The CNMI government, through the Office of the Public Auditor, filed yesterday criminal charges against former Attorney General Edward T. Buckingham over his alleged hosting of a campaign party for the governor's delegate candidate on Aug. 28, 2010.
Citing family reasons, Buckingham resigned as AG, the position that he held for three years. Although yesterday was his last work day, he remains the AG for the next 30 days because he's taking hi annual leave approved by Gov. Benigno R. Fitial.
OPA filed the information charging Buckingham with one count of use of public supplies, services, time and personnel for campaign activities; one count of use of the name of a government department or agency to campaign and/or express support for a candidate running for public office; two counts of misconduct in public office, and one count of failure to produce documents or information.
Superior Court's clerk of court Bernadita A. Sablan summoned Buckingham to appear in court on Monday at 9am.
“If you do not appear, an application may be made for the issuance of a warrant for your arrest,” Sablan said in a one-page penal summons.
As press time, Buckingham had yet to reply to Saipan Tribune's request for comment.
A source said an OPA staff as of yesterday afternoon was looking for Buckingham at Aquarius Beach Tower Hotel to serve him with the summons.
According to OPA legal counsel George L. Hasselback in the information, on or between July 26, 2010 and Aug. 28, 2010 on Saipan, Buckingham, being a public official of the CNMI, knowingly caused public funds, time, personnel and/or equipment to be used for political and/or campaign activity.
Specifically, Hasselback said, Buckingham as AG did by himself and/or through members of his staff (all of whom were employees of the CNMI) plan, organize, and disseminate information and invitations regarding a gathering that the defendant hosted.
Hasselback said the purpose of the gathering was to provide a platform for which a then candidate for public office could address those present regarding his candidacy.
“These actions were undertaken in whole, or in part, by public employees during their working hours, using publicly owned equipment of the Commonwealth of the Northern Mariana Islands Office of the Attorney General,” the OPA legal counsel said.
Hasselback said that on or between July 26, 2010 and Aug. 28, 2010, the defendant used the name of a government department or agency to campaign for or express support for a candidate running for public office.
He said specifically, Buckingham used his position as AG and the name of the OAG to plan, organize, host, and secure the attendance of persons at a gathering.
The gathering, the lawyer said, was to provide a platform for which a then candidate for public office could address those present regarding his candidacy.
Hassselback said Buckingham's actions were in violation of the criminal penalty provisions of the Government Ethics Code Act and the NMI Election Law and, therefore, illegal.
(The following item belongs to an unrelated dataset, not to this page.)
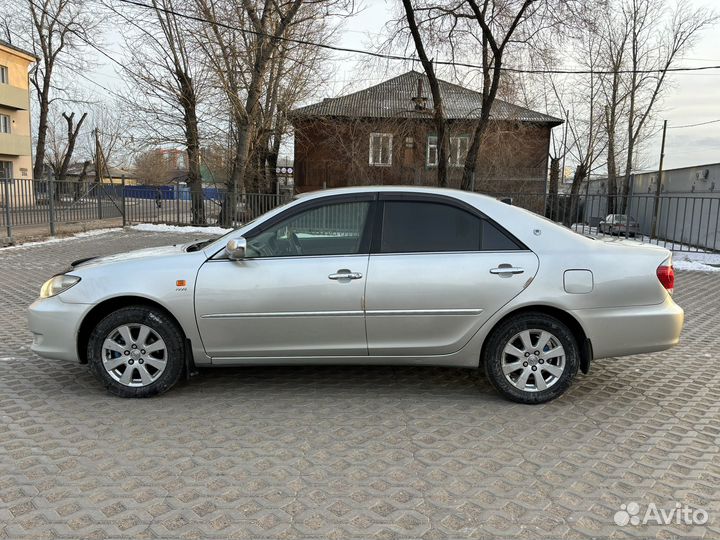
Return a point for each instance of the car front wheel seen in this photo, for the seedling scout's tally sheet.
(136, 351)
(531, 358)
Hasselback alleged that on Nov. 17, 2011, Buckingham, being a non-elected official of the CNMI, knowingly refused to provide documents and/or information requested by the Public Auditor pursuant to an investigation.
He said specifically, Buckingham refused to provide any documents and/or information to the Public Auditor when requested to do so, pursuant to an investigation of potential violations of the Government Ethics Code Act.
Hasselback said that, on Oct. 20, 2010, Buckingham, being a public official, willfully neglected to perform the duties of his office.
Specifically, the OPA counsel said, Buckingham as the AG had a legal duty to review all proposed contracts with the CNMI and certify that the CNMI had the legal capacity to enter into the same.
He said the defendant also had a concurrent legal duty to refuse to certify that the Commonwealth had legal capacity to enter into a specific contract that violated both CNMI law and regulation.
Alternatively, Hasselback said, defendant, as the AG, had a legal duty to act to prevent the continued performance of a contract that violated CNMI laws and/or regulation upon becoming aware that such a contract violated CNMI laws and/or regulations.
“Despite this duty, defendant failed to act to halt the performance of a contract entered into by the Commonwealth of the Northern Mariana Islands that violated both CNMI laws and/or regulations,” the OPA counsel alleged.
In November 2011, the OAG charged Public Auditor Michael Pai's wife, Joanna C. Pai, and Joanna's mother, Columbia I. Chong, over the alleged stealing of power utility services over $51,000.
Attorney Rexford Kosack, counsel for Joanna Pai and Chong, stated that the only reason Joanna Pai has been charged is that she is married to Public Auditor Michael Pai who has attracted the ire of then AG Buckingham.
In May 2012, Superior Court associate judge Perry B. Inos dismissed the case.
The night before the filing of the criminal case against Joanna Chong, a December 2010 OPA report, which Gov. Fitial has not released, was leaked to the media by an anonymous source.
The report concluded that Buckingham's actions “violated criminal prohibitions” of both the Commonwealth Ethics Code Act and the Commonwealth Election Act when he hosted a campaign party for a then delegate candidate at Fitial's house in Gualo Rai on Aug. 28, 2010.
In June 2011, Buckingham and Finance Secretary Larrisa Larson sued Public Auditor Pai over his hiring of two lawyers, which according to the plaintiffs such actions “threaten an imminent waste of public funds.”